The Massachusetts project complements a large-scale study that Gignoux-Wolfsohn leads with colleagues at UMass Dartmouth and the Chesapeake Biological Laboratory in Maryland. Supported by a National Science Foundation grant of nearly $1.3 million, including more than $500,000 for UMass Lowell, the four-year project examines how repeated exposure to warming waters and low oxygen affects oyster health and gene function.

McDonough works on the molecular side of the Chesapeake project, studying how gene expression and DNA methylation shift under stress.

“We’re hoping to identify markers of resilience,” she says. “If early exposure to stress makes oysters stronger later on, that could help farmers create hardier stocks.”

The stakes are high: New England waters are warming faster than almost anywhere else in the world, which may increase the prevalence of oyster parasites such as Perkinsus marinus, a microscopic organism that weakens oysters but doesn’t affect humans.

Grossi, a senior from Stoneham, focuses on detecting Perkinsus in both wild and farmed oysters.

A woman sits on a paddleboard in a creek while another woman walks on the shoreline. Image by Ed Brennen

Ph.D. student Julia McDonough, left, brings a bag of farmed oysters to shore while lab technician Felicia Aronson looks for wild oysters on the banks of Mud Creek.

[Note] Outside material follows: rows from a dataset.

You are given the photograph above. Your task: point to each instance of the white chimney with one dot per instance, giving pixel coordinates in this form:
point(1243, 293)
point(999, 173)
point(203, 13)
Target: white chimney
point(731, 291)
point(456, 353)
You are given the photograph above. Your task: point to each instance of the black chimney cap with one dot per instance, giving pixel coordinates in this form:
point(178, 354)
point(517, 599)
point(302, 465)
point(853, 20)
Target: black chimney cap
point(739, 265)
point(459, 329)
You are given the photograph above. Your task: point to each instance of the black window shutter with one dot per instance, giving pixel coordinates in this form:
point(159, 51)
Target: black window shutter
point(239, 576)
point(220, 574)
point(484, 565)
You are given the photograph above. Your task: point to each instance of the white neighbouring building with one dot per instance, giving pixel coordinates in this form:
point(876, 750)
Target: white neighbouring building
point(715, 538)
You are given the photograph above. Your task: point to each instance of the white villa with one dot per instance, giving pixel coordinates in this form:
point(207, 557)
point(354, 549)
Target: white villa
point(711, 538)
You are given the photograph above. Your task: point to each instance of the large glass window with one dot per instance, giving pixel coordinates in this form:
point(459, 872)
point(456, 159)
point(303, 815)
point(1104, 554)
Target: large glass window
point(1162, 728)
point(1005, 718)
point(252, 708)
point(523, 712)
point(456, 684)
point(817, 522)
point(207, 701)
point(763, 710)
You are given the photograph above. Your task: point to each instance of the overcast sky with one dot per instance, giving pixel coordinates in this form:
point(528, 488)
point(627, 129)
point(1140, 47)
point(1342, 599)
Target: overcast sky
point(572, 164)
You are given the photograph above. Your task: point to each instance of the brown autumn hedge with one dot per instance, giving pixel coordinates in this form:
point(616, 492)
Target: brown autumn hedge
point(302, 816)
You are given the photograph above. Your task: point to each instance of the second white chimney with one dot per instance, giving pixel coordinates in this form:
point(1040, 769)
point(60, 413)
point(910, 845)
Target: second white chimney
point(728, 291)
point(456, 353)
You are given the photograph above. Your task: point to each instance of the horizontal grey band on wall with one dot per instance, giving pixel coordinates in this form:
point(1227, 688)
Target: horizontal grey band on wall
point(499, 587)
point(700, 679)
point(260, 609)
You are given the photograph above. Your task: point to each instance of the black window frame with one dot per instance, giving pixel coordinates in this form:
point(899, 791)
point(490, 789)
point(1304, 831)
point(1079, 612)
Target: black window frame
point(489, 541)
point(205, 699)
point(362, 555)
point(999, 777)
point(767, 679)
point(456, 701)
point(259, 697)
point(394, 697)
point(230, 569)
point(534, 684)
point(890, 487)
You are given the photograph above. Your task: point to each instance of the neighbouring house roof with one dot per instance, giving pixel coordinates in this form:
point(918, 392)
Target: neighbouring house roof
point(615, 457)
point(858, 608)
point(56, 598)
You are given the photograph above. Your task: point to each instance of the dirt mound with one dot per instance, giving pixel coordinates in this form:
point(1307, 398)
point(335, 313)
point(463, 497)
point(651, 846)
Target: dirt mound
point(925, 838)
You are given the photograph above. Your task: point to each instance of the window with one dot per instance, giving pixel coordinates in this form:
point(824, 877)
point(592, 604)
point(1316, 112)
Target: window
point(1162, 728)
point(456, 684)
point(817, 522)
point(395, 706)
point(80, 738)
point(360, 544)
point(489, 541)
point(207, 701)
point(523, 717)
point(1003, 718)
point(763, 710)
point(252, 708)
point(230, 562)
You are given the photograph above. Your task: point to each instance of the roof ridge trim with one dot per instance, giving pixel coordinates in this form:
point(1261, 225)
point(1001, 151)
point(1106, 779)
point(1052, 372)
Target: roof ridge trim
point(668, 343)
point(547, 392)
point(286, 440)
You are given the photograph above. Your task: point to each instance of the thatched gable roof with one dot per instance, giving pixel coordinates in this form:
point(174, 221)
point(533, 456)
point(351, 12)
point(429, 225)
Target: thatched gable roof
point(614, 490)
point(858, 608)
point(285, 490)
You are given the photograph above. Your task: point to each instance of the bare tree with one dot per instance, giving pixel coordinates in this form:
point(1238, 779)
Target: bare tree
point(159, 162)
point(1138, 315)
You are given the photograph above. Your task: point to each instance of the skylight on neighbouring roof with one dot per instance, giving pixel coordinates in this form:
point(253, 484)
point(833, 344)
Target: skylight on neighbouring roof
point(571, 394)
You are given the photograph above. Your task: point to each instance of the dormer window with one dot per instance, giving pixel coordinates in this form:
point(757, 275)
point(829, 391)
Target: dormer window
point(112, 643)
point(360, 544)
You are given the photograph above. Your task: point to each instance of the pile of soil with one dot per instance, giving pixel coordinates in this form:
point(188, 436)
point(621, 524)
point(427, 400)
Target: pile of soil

“The lab is great. This research is very much related to the microbiological experience that I’m looking for,” says Grossi, whose work is funded this semester by a $2,500 Moloney Student Scholar award.

Cairns, a senior from Chelmsford who is also a Moloney Scholar, studies larger oyster parasites such as blister worms and boring sponges.  

“I love the fieldwork and the lab work, and I love learning about something that kind of gets overlooked,” she says. “A lot of people just eat oysters, but learning how our environment and other organisms affect them is really fun.” 

For Gignoux-Wolfsohn, involving undergraduates is central to the project. 

“There’s a huge difference between looking at pictures of animals versus actually being out in the ecosystem and seeing the animal in its natural habitat,” she says. “And it’s cool to get the undergrads connected with the farmers — the people who are influenced by the real-world applications of our science.”

The team will pause its fieldwork for the winter, but plans to resume next summer.

That gives McDonough some time to muster up the courage to try eating one of her briny research subjects.

“I know too much about them at this point,” she says with a laugh. “But I’m afraid Sarah won’t let me graduate until I try one.”